Кое-кто из знатоков не без удовольствия отметил, что битый лед не тянет под судно, а разбрасывает в стороны.
И только Воронин проворчал себе под нос:
— Это не льды, а пена. А раскидывает их оттого, что есть свободное пространство. Настоящий лед впереди.
Днем капитан потянул носом и сказал:
— Через восемь часов попадем в сильный туман… Это хорошо.
— Как вы определили? — спросил Бабушкин, который оказался на мостике.
— Неужели не чувствуете, как спереди по курсу тянет сыростью?
Те товарищи, которые слышали слова капитана, стали принюхиваться.
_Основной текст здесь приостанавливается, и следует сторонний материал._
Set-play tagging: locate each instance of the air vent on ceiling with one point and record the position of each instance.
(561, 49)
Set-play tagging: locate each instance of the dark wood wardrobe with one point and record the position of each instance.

— А чего ж хорошего — туман? Ведь это как будто плохо для судовождения.
— Для судовождения плохо. А для ледокола в самый раз. Туман — это значит большое пространство чистой воды.
И в самом деле, через восемь часов хода вышли на чистую воду и погрузились в густейший туман.
По открытой воде шли, однако, недолго. Через три часа оказались снова в зоне льда.
И хотя «Челюскин», обходя ледяные поля с севера, двигался довольно уверенно, перспективы плавания были неважными.
Профессор В. Ю. Визе, находясь в это время на борту «Александра Сибирякова», сообщил, что его судно попало в тяжелые льды и вынуждено пробиваться на юг.
Потом стало известно, что летчик Молоков, который базировался со своим гидропланом на мысе Челюскин, вылетел на ледовую разведку, чтоб вывести «Сибирякова» из западни. А когда узнали, что вывел, Бабушкин поглядел на капитана: что теперь тот скажет об авиации. Но ответа не дождался.
— Скоро опять войдем во льды, — сказал Воронин.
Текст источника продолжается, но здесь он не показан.